Géométrique et enfantine. Torturée et vivace aussi. C’est ce qu’on pourrait dire de la peinture de Mathieu Bernard Martin. Enfant des années 1980, Mathieu Bernard Martin s’appelle également Mathieu Garret et pratique l’art sous toutes ses formes, comme une façon d’être au monde. D’une vie commencée à Paris, il navigue vers Sydney et la Chine et butine dans la culture de ses ancêtres pour la resservir avec des relents de rock’n’roll. De ses partis pris, on retiendra les mots suivants: « Representing things the way they are/ ain’t no fancy process.¹ »
Son style, massif et éloquent, évoque puissamment celui de Basquiat. La naïveté des formes et l’évidence des couleurs sont les signes d’une énergie jaillissante, d’une réelle maîtrise de l’expressivité.
¹ « Représenter les choses comme elles sont/n’a rien d’une démarche sophistiquée.«
Mathieu Bernard Martin, Whoring Time ©
Mathieu Bernard Martin, Untitled, 2011, acrylic on paper 65 x 50 cm ©
Ses toiles, on le sent d’emblée, sont le terrain d’une guerre entre vide et plein. Le canevas comme symbole du néant, d’un gouffre angoissant d’inexistence. Les armes du peintre: son trait épais, ses aplats de couleurs vives et les quelques mots presque illisibles dont on ne sait s’ils légendent l’image où l’illustrent, au sens où ils ne seraient que l’écho d’un discours violent mais vain (adiction, unexpel²ed, untrusty,deadly…)². Car le coeur de l’objet peint est l’humain. Des visages déstructurés d’où émergent des yeux expressifs (Sugar Joe, Ramblin Tribe, Ma2moi…), des os, de la chair gonflée jusqu’à la démesure (Camelia). L’observateur se retrouve embarqué dans un voyage au-delà du tableau, dans une zone intime et dérangeante.

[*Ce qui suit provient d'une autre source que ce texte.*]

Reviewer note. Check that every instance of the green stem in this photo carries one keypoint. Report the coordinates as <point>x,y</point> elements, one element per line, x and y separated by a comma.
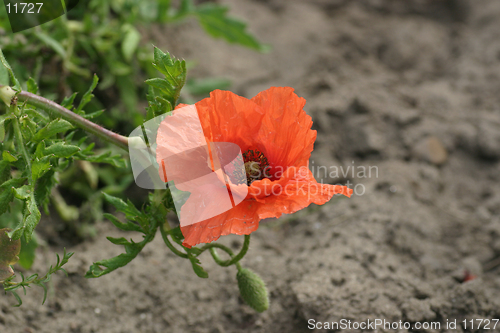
<point>18,137</point>
<point>169,244</point>
<point>77,120</point>
<point>234,259</point>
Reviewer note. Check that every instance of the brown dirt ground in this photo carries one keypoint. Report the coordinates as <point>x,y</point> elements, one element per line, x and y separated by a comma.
<point>410,87</point>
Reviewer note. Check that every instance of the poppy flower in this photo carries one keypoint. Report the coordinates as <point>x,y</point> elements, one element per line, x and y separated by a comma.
<point>276,140</point>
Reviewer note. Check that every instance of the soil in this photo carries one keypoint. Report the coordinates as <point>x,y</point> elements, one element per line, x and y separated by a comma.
<point>408,88</point>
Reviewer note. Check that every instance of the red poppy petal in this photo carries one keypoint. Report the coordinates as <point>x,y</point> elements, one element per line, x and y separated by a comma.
<point>285,136</point>
<point>227,117</point>
<point>241,220</point>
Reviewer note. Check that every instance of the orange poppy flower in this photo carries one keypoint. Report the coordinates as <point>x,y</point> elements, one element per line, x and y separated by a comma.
<point>274,134</point>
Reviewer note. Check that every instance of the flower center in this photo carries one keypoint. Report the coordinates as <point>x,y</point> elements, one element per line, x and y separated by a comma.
<point>256,167</point>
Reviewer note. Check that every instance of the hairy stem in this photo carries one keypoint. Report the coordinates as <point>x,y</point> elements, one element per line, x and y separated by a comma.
<point>19,140</point>
<point>234,259</point>
<point>77,120</point>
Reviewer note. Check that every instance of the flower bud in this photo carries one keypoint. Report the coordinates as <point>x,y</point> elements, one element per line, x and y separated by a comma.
<point>253,290</point>
<point>6,94</point>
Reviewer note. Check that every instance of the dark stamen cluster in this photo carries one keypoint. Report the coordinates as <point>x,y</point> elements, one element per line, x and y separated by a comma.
<point>256,165</point>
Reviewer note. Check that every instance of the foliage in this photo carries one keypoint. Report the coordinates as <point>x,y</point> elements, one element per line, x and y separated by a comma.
<point>44,153</point>
<point>11,286</point>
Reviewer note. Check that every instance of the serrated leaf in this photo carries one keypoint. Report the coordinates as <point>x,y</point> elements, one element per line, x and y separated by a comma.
<point>93,115</point>
<point>17,85</point>
<point>214,19</point>
<point>7,156</point>
<point>96,269</point>
<point>195,262</point>
<point>3,118</point>
<point>128,226</point>
<point>6,193</point>
<point>51,129</point>
<point>87,97</point>
<point>39,167</point>
<point>130,41</point>
<point>52,43</point>
<point>174,71</point>
<point>27,254</point>
<point>43,188</point>
<point>118,241</point>
<point>32,86</point>
<point>176,233</point>
<point>23,192</point>
<point>127,208</point>
<point>32,217</point>
<point>205,86</point>
<point>107,157</point>
<point>9,251</point>
<point>60,149</point>
<point>4,75</point>
<point>4,171</point>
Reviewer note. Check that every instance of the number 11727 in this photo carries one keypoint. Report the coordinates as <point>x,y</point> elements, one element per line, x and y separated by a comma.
<point>22,6</point>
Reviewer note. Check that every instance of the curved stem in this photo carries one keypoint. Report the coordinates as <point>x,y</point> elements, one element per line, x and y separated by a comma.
<point>170,245</point>
<point>234,259</point>
<point>77,120</point>
<point>20,143</point>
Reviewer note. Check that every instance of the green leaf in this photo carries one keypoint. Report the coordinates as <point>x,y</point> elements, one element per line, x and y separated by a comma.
<point>23,192</point>
<point>39,167</point>
<point>174,71</point>
<point>44,187</point>
<point>195,262</point>
<point>107,157</point>
<point>51,129</point>
<point>52,43</point>
<point>30,220</point>
<point>4,171</point>
<point>6,193</point>
<point>87,97</point>
<point>17,85</point>
<point>130,41</point>
<point>32,86</point>
<point>9,251</point>
<point>213,18</point>
<point>127,208</point>
<point>205,86</point>
<point>118,241</point>
<point>27,254</point>
<point>128,226</point>
<point>109,265</point>
<point>60,149</point>
<point>3,118</point>
<point>4,75</point>
<point>68,101</point>
<point>7,156</point>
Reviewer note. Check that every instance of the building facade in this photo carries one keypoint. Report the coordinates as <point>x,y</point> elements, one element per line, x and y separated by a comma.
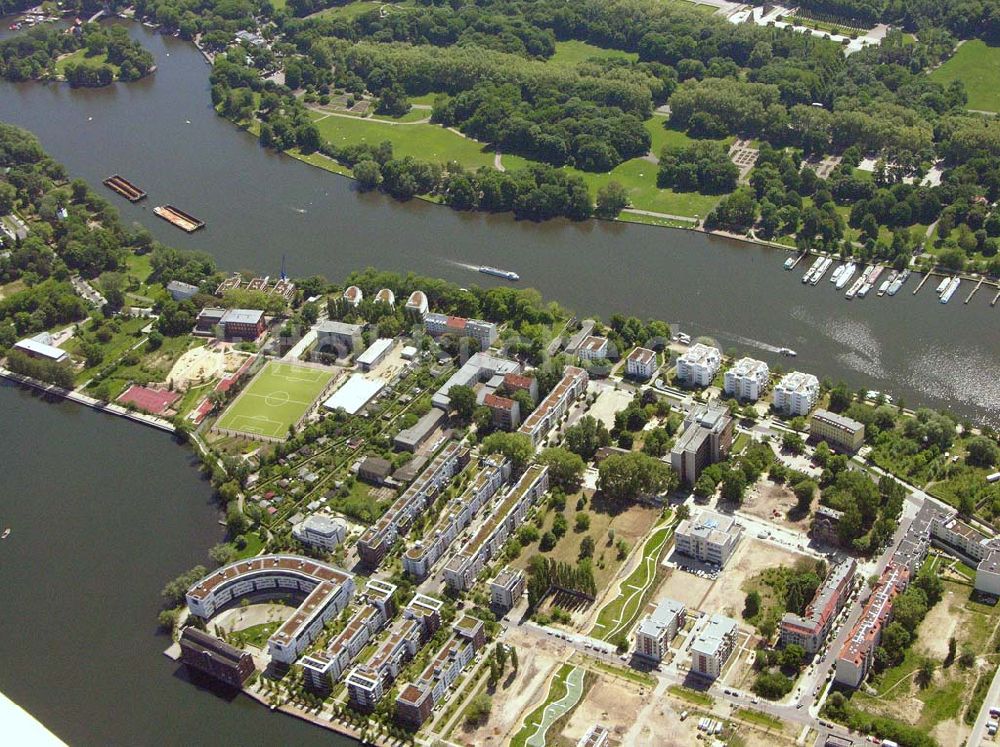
<point>641,364</point>
<point>708,536</point>
<point>713,646</point>
<point>839,432</point>
<point>706,439</point>
<point>747,380</point>
<point>699,365</point>
<point>657,629</point>
<point>796,393</point>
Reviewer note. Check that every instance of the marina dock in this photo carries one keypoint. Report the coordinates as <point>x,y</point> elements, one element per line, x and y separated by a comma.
<point>969,297</point>
<point>179,218</point>
<point>921,284</point>
<point>124,187</point>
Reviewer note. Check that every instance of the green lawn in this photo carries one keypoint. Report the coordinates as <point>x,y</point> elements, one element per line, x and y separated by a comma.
<point>977,65</point>
<point>425,142</point>
<point>80,57</point>
<point>557,691</point>
<point>638,176</point>
<point>573,52</point>
<point>617,617</point>
<point>277,398</point>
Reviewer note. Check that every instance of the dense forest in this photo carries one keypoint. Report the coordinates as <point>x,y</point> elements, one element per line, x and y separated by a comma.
<point>109,54</point>
<point>486,65</point>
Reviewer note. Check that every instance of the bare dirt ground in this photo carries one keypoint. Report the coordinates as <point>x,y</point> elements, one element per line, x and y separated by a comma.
<point>203,364</point>
<point>390,366</point>
<point>725,593</point>
<point>952,731</point>
<point>611,703</point>
<point>538,661</point>
<point>608,403</point>
<point>938,626</point>
<point>771,502</point>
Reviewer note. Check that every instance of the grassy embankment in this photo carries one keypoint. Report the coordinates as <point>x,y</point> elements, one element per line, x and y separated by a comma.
<point>977,65</point>
<point>618,616</point>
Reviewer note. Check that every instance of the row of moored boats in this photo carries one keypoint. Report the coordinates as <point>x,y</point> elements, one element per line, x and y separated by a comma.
<point>857,281</point>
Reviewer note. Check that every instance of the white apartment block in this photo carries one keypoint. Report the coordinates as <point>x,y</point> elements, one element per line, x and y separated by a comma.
<point>461,570</point>
<point>457,515</point>
<point>698,366</point>
<point>544,417</point>
<point>708,536</point>
<point>593,348</point>
<point>658,628</point>
<point>747,379</point>
<point>713,646</point>
<point>320,531</point>
<point>796,393</point>
<point>641,364</point>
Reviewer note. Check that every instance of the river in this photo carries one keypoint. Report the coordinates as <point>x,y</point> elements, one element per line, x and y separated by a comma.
<point>105,511</point>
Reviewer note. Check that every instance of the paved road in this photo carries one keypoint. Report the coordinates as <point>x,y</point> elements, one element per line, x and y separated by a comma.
<point>991,699</point>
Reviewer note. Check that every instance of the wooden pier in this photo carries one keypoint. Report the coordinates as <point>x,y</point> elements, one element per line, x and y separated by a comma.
<point>179,218</point>
<point>969,297</point>
<point>124,187</point>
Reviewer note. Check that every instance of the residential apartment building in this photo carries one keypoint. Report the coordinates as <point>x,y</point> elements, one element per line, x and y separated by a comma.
<point>456,516</point>
<point>506,412</point>
<point>698,366</point>
<point>811,629</point>
<point>320,531</point>
<point>641,364</point>
<point>657,629</point>
<point>506,588</point>
<point>593,348</point>
<point>708,536</point>
<point>518,382</point>
<point>706,439</point>
<point>796,393</point>
<point>215,657</point>
<point>461,570</point>
<point>416,700</point>
<point>375,542</point>
<point>327,591</point>
<point>838,431</point>
<point>747,380</point>
<point>544,417</point>
<point>858,653</point>
<point>479,367</point>
<point>713,646</point>
<point>439,324</point>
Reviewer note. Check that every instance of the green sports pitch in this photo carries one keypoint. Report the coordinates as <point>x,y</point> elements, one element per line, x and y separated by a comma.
<point>277,398</point>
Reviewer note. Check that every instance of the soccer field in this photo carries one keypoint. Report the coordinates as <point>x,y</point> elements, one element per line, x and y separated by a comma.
<point>277,397</point>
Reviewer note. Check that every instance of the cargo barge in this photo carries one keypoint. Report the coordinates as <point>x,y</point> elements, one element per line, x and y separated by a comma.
<point>179,218</point>
<point>124,187</point>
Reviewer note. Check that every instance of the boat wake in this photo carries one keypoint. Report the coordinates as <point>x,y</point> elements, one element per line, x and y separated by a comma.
<point>463,265</point>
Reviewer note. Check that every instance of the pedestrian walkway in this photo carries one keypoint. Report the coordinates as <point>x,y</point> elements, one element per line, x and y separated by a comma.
<point>554,711</point>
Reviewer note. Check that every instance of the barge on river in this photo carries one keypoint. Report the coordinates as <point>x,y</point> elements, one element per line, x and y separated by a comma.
<point>179,218</point>
<point>124,187</point>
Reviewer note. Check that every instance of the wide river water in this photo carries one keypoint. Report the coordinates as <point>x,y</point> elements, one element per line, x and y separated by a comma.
<point>105,511</point>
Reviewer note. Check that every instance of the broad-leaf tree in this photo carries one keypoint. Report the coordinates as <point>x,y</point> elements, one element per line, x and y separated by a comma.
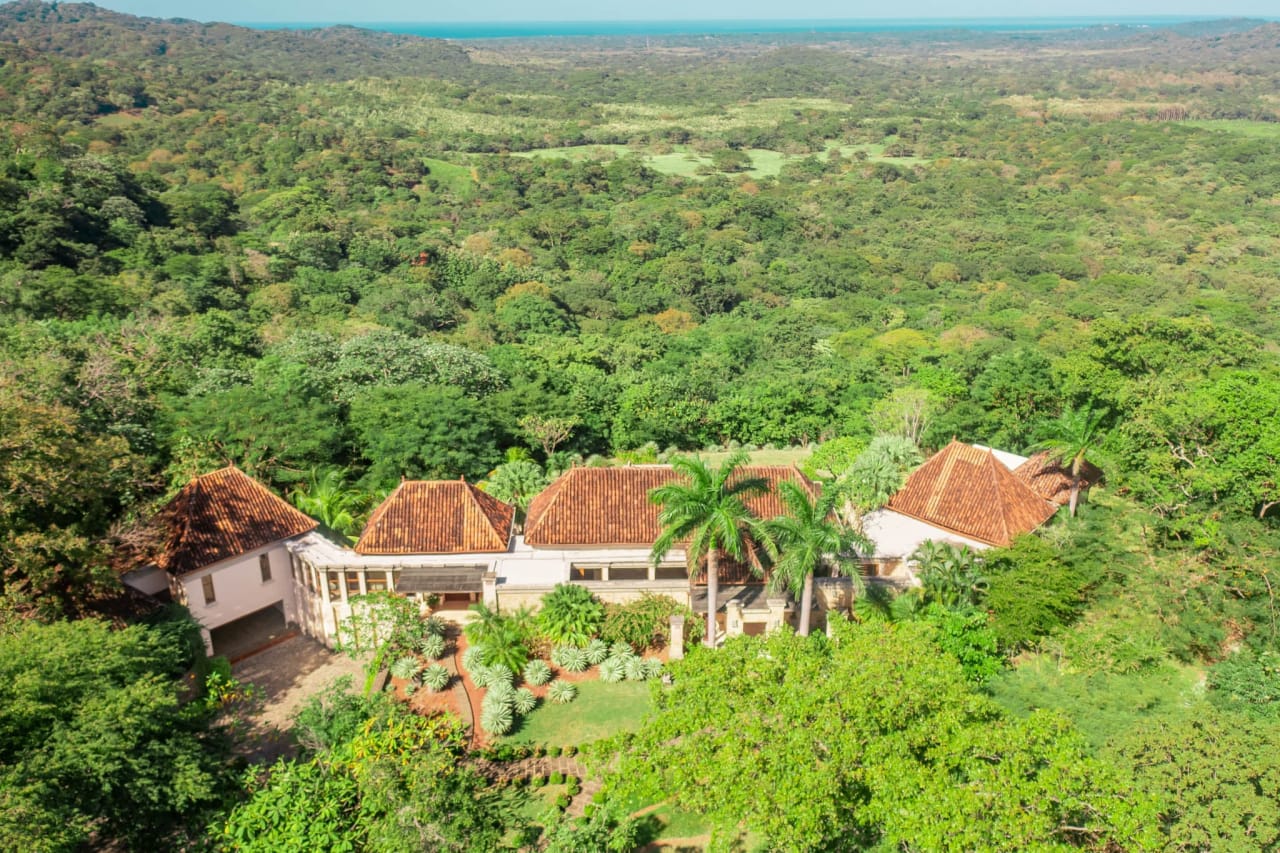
<point>1070,438</point>
<point>707,510</point>
<point>805,539</point>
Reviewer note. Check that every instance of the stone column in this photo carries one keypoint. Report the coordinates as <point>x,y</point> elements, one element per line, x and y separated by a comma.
<point>676,651</point>
<point>732,617</point>
<point>490,589</point>
<point>778,614</point>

² addiction, non-exclu, in-fidèle, mortel…
Mathieu Bernard Martin, Unexpelled Semantic, 2011, acrylic pastel and oil paintstick on wood support 85 x 70 cm ©
Mathieu Bernard Martin, Truth is Self Portrait ©
Mathieu Bernard Martin, The Wildness of Water, 2011, mixed media on paper 65 x 50 cm ©
Mathieu Bernard Martin, Sugar Joe, 2011, acrylic oil paintstick and pastel on paper 65 x 50 cm ©
On sent une sorte de désinvolture ironique dans le rapport de Mathieu Bernard Martin au monde qui l’entoure. Le peintre, parce qu’il est dans une démarche artistique et non morale ou simplement rhétorique, peut à la fois peindre un tableau empli de cynisme comme Sheep by Hand ou Hospital Art Curator et nous enchanter par son traitement, nous inciter à voir plus loin que la critique : un lieu privilégié de la Beauté. Celle qui n’est pas douce, celle qui n’est pas belle. Celle qui fascine depuis toujours:
Je suis belle, ô mortels! comme un rêve de pierre,
Et mon sein, où chacun s’est meurtri tour à tour,
Est fait pour inspirer au poète un amour
Eternel et muet ainsi que la matière.
Je trône dans l’azur comme un sphinx incompris;
J’unis un coeur de neige à la blancheur des cygnes;
Je hais le mouvement qui déplace les lignes,
Et jamais je ne pleure et jamais je ne ris.
Les poètes, devant mes grandes attitudes,
Que j’ai l’air d’emprunter aux plus fiers monuments,
Consumeront leurs jours en d’austères études;
Car j’ai, pour fasciner ces dociles amants,
De purs miroirs qui font toutes choses plus belles:
Mes yeux, mes larges yeux aux clartés éternelles!